Panic! Set your hair on fire, they’re coming for the Jews! Call the police…


Now hold on a minute. ‘We are coming for you’* in the context of Twitter debates* is a threat? How, to whom?


First, those addressed are carefully specified - ‘Jew-hate scammers’ = ‘those who would propagate the fraudulent “Labour antisemitism crisis” narrative’. That means anyone who does it. It doesn’t mean Jews. It means what it says, ‘scammers’.


Second, what on earth can ‘coming for you’ with the declared intention of presenting information to you on Twitter possibly mean except what it says: that we will debate you?


How is that causing ‘alarm and distress’, and to whom?


How can being presented with publicly available information about a political dispute on Twitter be ‘threatening’?


How does a tweet about a political information campaign translate into a threat of mob violence against Jews?


But of course none of that matters in the slightest, because Sussex Police started to get complaints. People claimed to believe I was ‘threatening’ them physically, such that they were caused alarm and distress and were thus moved to call for police protection from me.


Now. All any Sussex Police officer had to do was read the tweet and understand what it meant. They could then explain to the complainants that, they might not like it, it might make them angry, but it was perfectly lawful, was not abusive or insulting or threatening, did not mention ‘Jews’ at any point, and was obviously a reference to a long-running political campaign on Twitter, #ItWasAScam, and not a ‘threat’ of an angry mob attacking Jews.

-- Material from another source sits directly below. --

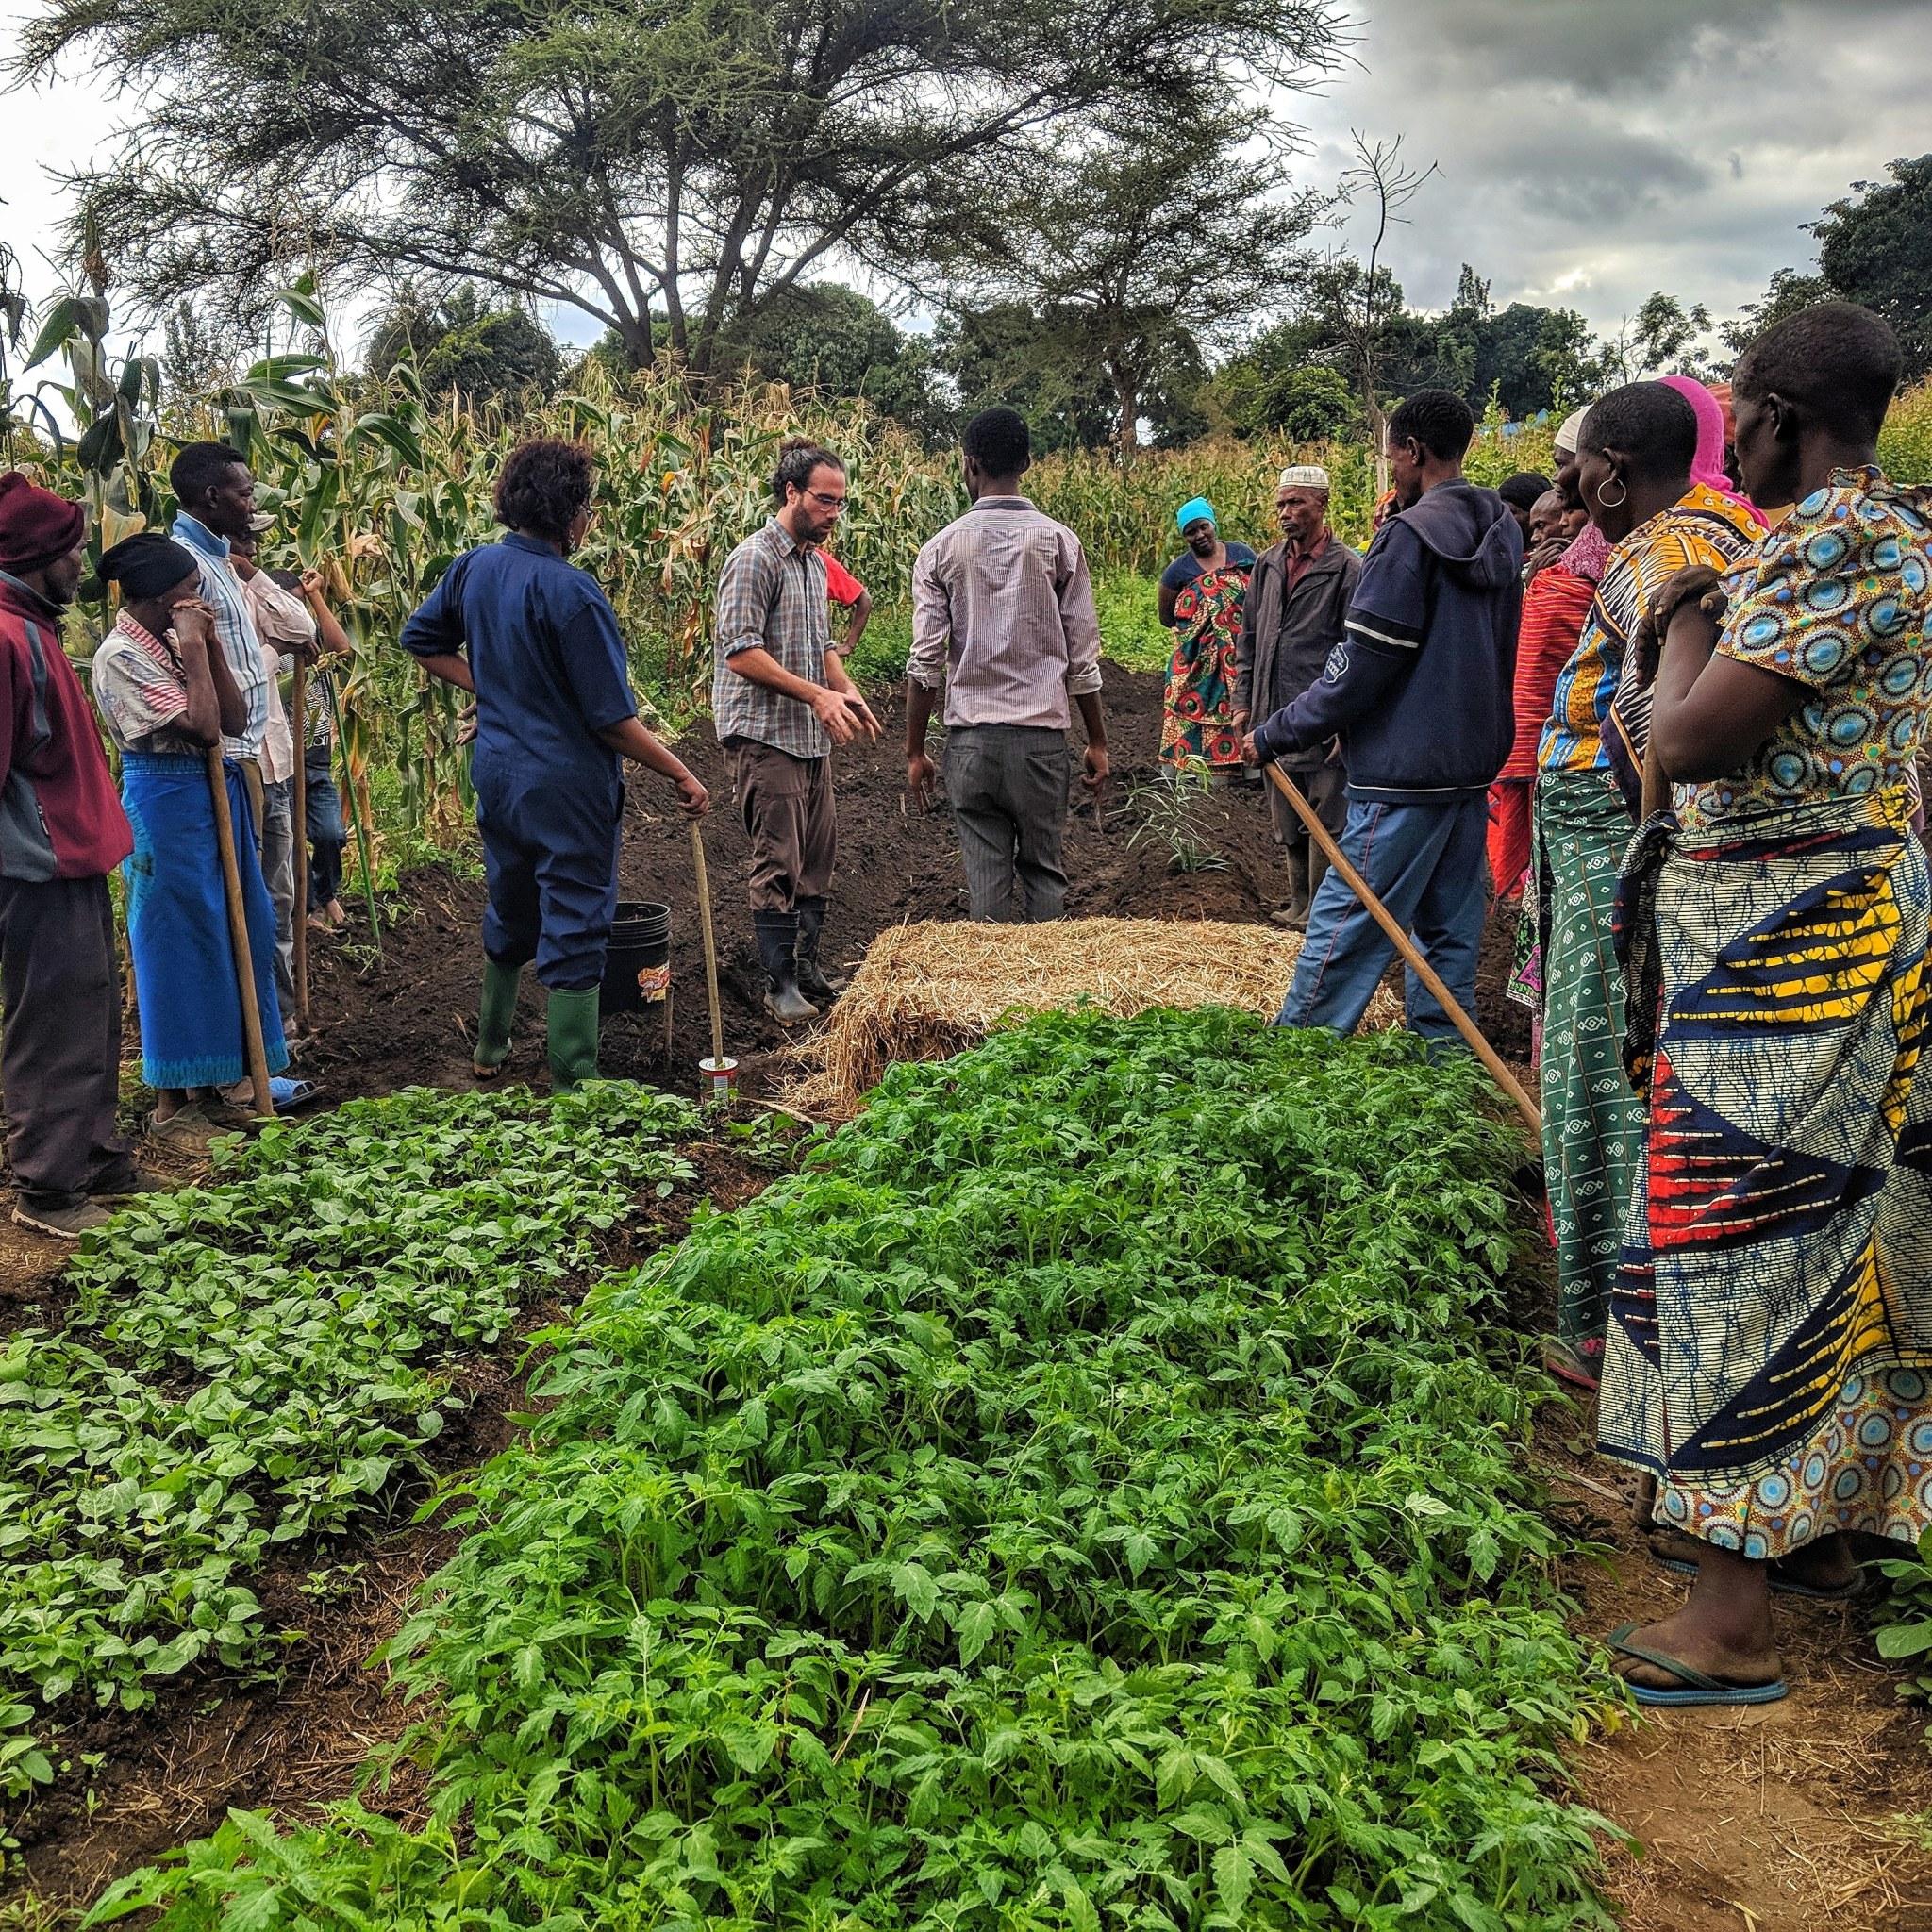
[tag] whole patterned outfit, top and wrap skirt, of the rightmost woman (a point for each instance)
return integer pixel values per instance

But they didn’t do that. What they did instead was ring me up and issue ‘words of advice’ in relation to the Malicious Communications Act, which is now on my file. (I’ve lodged a complaint about all of this.)


So what do we see? We see ‘evidence’ that is plainly wrenched out of context and wholly misleading, we see a histrionic over-reaction to a perfectly innocent event, we see a fraudulent accusation of antisemitism, we see an immediate and furious demand for action, and we see that action take place.


The scam, in miniature, over just a few hours.


If I were putting it formally, I’d say we saw an improper police attempt to curtail my Article10 rights of free expression because of unjustified and inaccurate protests about a lawful tweet. But I think it can be said far more simply than that: they screamed loud enough, and they got heard. That’s how the scam has operated from the outset, and that’s how it’s continuing to operate.


Make of this what you will, but free speech is only free as long as we demand it is, and if we don’t defend it, we lose it.


Attack my free speech and guess what? I’m coming for you.